Observo o dia amanhecendo em um silêncio ilusório pela janela de vidro sujo, do canto do bar onde me encontro quase caindo do banquinho em que estou sentada com meu copo de uísque vazio em minhas mãos - não minhas - frias.
Meu olhar embaçado e deprimente não é o único. Três ou quatro mais pessoas infelizes se encontram naquele lugar de merda em seus próprios mundos alcoolizados.
É frustrante perceber que você é vazio como todas as outras pessoas vazias. Te dá uma sensação de que tudo o que você já fez até agora não valeu de nada. Insignificante. Vão. Que na verdade, não foi tanto assim. E que tudo aquilo te trouxera pra este exato momento e lugar e sentidos arrebatadores.
Meu irmão estava certo.
Eu sempre fui de lutar por nada.
Uma guerreira impostora. Charlatã.
- De merda.
Viro o rosto para o copo entre meus dedos - não meus - ao ver o barman me olhar com uma cara de quem compreende alguém que bebeu mais bebidas que é certo contar, ou dizer em voz alta conversar sozinha.

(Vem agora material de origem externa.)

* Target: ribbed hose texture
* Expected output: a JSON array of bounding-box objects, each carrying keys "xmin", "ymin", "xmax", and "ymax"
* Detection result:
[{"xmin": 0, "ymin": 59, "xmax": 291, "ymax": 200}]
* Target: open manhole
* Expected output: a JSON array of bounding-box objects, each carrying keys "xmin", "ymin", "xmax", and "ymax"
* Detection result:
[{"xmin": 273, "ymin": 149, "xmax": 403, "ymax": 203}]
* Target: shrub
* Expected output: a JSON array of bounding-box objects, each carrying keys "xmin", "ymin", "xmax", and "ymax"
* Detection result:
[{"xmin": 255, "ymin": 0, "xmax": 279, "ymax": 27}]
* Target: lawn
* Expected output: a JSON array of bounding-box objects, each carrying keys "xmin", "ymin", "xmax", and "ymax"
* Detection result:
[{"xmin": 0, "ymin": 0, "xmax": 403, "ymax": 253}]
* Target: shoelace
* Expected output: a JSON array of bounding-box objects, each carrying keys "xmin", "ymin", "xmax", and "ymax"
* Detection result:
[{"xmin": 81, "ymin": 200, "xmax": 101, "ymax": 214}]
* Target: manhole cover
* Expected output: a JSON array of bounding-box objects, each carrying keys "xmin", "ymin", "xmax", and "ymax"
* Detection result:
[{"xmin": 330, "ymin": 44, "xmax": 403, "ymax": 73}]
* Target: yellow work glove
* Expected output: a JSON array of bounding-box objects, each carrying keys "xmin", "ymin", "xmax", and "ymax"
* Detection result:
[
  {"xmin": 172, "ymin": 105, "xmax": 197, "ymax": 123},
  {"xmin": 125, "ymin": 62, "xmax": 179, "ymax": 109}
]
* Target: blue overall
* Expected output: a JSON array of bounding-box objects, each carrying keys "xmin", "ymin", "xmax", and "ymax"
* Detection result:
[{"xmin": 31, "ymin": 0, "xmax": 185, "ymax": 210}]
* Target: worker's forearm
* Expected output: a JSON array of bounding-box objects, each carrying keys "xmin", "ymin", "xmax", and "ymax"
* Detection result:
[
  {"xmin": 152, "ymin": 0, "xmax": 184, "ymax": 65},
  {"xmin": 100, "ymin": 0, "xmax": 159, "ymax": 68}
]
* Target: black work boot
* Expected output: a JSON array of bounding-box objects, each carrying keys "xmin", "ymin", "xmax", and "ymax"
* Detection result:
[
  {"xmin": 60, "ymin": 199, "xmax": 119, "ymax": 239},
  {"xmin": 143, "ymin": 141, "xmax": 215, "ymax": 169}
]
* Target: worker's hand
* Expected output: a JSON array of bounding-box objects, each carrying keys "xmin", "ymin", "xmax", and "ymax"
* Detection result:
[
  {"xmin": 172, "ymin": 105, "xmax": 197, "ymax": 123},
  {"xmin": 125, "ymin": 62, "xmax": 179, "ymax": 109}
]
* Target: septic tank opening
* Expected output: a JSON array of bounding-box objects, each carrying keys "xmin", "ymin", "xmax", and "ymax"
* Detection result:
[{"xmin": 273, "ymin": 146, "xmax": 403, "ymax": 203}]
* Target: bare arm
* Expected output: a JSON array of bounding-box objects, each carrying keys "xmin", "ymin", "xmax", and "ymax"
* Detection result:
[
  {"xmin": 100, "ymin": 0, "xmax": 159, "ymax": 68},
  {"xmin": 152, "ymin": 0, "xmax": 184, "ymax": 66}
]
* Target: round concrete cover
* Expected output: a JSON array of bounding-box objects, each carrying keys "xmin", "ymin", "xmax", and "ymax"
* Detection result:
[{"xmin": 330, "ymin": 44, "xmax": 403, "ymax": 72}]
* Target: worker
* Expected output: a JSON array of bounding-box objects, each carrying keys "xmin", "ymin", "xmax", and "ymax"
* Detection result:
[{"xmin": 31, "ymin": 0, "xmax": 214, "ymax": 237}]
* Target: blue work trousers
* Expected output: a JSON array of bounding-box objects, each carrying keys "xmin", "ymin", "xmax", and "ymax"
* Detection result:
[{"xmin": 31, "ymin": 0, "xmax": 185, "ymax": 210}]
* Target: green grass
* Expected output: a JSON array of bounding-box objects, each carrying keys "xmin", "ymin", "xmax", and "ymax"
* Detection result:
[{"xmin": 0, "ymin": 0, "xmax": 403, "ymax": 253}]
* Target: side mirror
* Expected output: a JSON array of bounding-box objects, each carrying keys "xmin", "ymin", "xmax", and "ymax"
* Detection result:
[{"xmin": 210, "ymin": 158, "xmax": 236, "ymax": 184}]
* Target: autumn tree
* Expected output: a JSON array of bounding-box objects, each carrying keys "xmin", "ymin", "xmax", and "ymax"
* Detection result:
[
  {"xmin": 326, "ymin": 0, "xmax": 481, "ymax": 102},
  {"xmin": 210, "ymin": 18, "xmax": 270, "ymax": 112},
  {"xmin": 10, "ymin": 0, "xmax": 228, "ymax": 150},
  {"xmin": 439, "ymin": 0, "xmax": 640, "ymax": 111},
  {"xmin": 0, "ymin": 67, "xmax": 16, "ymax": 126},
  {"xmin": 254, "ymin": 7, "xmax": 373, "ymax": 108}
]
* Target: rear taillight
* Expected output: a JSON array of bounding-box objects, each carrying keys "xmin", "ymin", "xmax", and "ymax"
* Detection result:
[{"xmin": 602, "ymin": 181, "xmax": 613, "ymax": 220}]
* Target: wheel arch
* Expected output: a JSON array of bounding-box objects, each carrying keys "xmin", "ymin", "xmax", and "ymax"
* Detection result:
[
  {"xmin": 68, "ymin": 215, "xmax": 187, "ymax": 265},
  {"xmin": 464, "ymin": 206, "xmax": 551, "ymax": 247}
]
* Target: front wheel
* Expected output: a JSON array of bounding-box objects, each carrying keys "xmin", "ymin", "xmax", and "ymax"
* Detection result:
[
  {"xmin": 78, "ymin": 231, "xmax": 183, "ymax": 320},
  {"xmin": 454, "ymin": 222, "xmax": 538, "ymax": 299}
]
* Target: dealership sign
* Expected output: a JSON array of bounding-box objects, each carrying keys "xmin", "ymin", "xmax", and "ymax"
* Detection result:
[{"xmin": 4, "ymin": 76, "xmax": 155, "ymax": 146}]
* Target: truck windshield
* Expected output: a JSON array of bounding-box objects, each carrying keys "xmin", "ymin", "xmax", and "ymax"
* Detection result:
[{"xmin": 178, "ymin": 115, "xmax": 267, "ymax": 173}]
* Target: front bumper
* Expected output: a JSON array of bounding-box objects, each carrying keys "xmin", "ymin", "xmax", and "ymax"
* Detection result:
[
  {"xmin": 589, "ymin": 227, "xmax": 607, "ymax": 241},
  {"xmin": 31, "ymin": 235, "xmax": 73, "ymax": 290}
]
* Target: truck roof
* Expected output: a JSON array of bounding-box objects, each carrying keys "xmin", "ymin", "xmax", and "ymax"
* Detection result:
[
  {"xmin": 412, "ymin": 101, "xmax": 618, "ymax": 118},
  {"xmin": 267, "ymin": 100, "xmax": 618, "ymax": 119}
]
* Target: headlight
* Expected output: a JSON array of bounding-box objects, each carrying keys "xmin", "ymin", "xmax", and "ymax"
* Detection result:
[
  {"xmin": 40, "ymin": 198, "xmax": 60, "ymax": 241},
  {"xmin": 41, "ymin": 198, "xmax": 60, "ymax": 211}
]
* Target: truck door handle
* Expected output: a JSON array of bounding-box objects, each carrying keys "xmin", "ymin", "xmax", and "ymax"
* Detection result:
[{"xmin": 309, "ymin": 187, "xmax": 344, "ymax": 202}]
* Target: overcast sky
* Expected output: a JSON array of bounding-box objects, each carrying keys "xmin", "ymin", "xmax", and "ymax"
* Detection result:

Não tente me entender quando nem eu mesma me entendo, otário.
Com as mãos - não minhas - trêmulas enfio-as no bolso de trás da saia e pego todo o dinheiro que tenho, que não é muito, e jogo em cima do balcão sujo cheio de marcas de dedos gordurosos e bebidas derramadas de um local e vidas frustradas e vou embora de todo àquele ar sufocante.
Quando fecho a porta da taberna às minhas costas e sinto o ar fresco e desanuviado da madrugada, um contraste ao cheiro de mofo, suor, cigarro e decadência de antes, enfim volto a respirar direito.
Quase como se abrindo aquela porta e entrando e saindo daquele lugar, nos dois momentos, eu me transformasse em outro ser.
Talvez tudo o que me restara: uma máscara anestesiada e uma mancha exposta ao horizonte.
Tenho que procurar lugares melhores para me aliviar.
Mas a vontade de fugir e esquecer tudo me fez entrar na primeira porta de bar de beco próxima.
Uma coisa boa, se é que seja, um alívio talvez, é que não sou a única a perambular por estes becos úmidos e sombrios sobre peitos desgarrados, mal compreendidos, dores que nunca puderam desfazer e que jazem sob vícios, salvação, êxtase, qualquer porcaria, nadas.
Um mundo de invisíveis. Inexistentes. Escórias.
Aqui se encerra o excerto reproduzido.